Indian television actress (born 1992)

Esha Kansara (born 20 August 1992) is an Indian actress who starred in the Hindi TV serials Mukti Bandhan and Meri Bhabhi. She was appeared in the series Maddam Sir (2020) and Zindagi Mere Ghar Aana (2021).

== Early life ==
Kansara was born in Ahmedabad on 20 August 1992. She was born to Ramesh Kansara, a businessman, and Harsha Kansara, a homemaker. Her family includes her brother, Daivik Kansara, a businessman, and her sister-in-law, Kalindi Soni Kansara, also a homemaker.

At the age of 6, she commenced her training in the dance form Bharatnatyam and performed her Arangetram at the age of 14. Her interest in dance led her to the stage of Dance India Dance when she was in 10th grade, where she was among the top 100 contestants.

Kansara took part in stage performances during this time, including in 12th grade performing as the lead in the play Dikri Toh Devthi Vishesh, which was then renamed Ame Toh Khush-Khushal. In that play, she depicted the character of a blind girl.

In 2010, Esha moved to Mumbai. There, she joined the Mithibai College of Commerce and Arts. For 13 years she has been in the field of acting. She has made two TEDx speeches, six Gujarati films, five television shows, more than 25 TV commercials, and various OTT sketches and music videos. In 2022, she married Siddharth Amit Bhavsar, a music composer and singer.
== Career ==
Kansara's acting career began in 2010 with a Hindi TV serial, Mukti Bandhan, which was an adaptation of the novel Mukti Bandhan by Shri Harkisan Mehta. Presented by Shobhana Desai's Production Pvt. Ltd., Mukti Bandhan revolved around the story of a self-made businessman, I.M. Virani, and his daughter-in-law Devki Shah Virani, played by Kansara as the female protagonist. Later on, she played roles in other Hindi serials, including Ek Nanad Ki Khushiyon Ki Chaabi...Meri Bhabhi and Maddam Sir,.
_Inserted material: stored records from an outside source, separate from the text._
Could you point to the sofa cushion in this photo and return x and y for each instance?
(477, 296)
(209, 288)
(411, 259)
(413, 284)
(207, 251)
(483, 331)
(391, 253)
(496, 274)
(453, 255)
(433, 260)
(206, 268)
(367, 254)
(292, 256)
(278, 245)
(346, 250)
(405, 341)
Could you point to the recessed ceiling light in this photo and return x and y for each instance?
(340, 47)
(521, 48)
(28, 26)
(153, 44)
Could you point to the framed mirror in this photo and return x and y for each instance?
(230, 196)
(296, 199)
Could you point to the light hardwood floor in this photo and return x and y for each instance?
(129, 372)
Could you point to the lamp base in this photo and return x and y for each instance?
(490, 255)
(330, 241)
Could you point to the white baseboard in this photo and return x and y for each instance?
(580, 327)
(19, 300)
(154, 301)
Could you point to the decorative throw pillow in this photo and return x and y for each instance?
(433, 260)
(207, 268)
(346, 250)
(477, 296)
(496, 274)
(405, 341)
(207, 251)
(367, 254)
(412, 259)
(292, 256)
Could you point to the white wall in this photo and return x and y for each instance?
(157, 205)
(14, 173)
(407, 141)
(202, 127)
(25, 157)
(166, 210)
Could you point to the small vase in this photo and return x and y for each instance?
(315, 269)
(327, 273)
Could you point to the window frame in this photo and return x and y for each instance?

Kansara played the role of Kritika (Kittu) in the TV serial Ek Nanad Ki Khushiyon Ki Chaabi, Meri Bhabhi. The show explored the bond shared between a sister-in-law and daughter-in-law. Shraddha the nanad finds a friend in Kritika, her bhabhi.
Later on, she made a cameo in Maddam Sir, which was aired on SAB TV. In Maddam Sir, Kansara portrayed the character of Misri Pandey, a bratty police officer. Through the character of Misri Pandey, she explored the grey shade as an actor and became quite popularly known for the character.

Before that, Kansara played the role of Radha in the sitcom series My Name Ijj Lakkhan opposite Shreyas Talpade. This sitcom was a 26-episode series with a cast including Archana Puran Singh and Parmeet Sethi.

In 2021, Kansara starred in another Hindi TV serial named Zindagi Mere Ghar Aana in which she played the role of Amrita. The storyline of this serial revolved around Amrita and Pritam, who are two contrasting personalities who encounter each other when he moves in as a tenant.

Kansara has also portrayed roles in Gujarati films. She debuted in Gujarati cinema in 2017 with Duniyadaari opposite Malhar Thakar. The remake of the Marathi movie Duniyadari, the film featured themes of love, friendship, relationships, and destiny, based in the period of the mid-70s. The story conveys the emotions of the youth and their romantic journeys, as well as what destiny has in store for them.

Later in 2018, she starred in another Gujarati film named Midnights with Menka opposite Malhar Thakar. In this film, Kansara was the lead actress and played the role of Esha, a dumb character of a cable TV ads' top heroine who was also a fan of Malhar Thakar.

In the same year, Esha Kansara starred in another Gujarati film, Vandha Vilas in which she played the role of Shivani. Later in 2018, she starred in Mijaaj opposite Malhar Thakar, making her first appearance in an action film. In 2022, she starred in the Gujarati romantic film Prem Prakaran which was a coming-of age cinema with a story of a love triangle starring Gaurav Paswala and Deeksha Joshi. She played the character of Riya.

Her film, 3 Ekka, had been a blockbuster hit, generating over 20 crores in the first 2 weeks of its release. In 3 Ekka, Kansara plays the role of Jhanvi, a craft teacher at school whose morals and values do not allow her boyfriend (played by Yash Soni) to gamble for his friends, who are in big trouble.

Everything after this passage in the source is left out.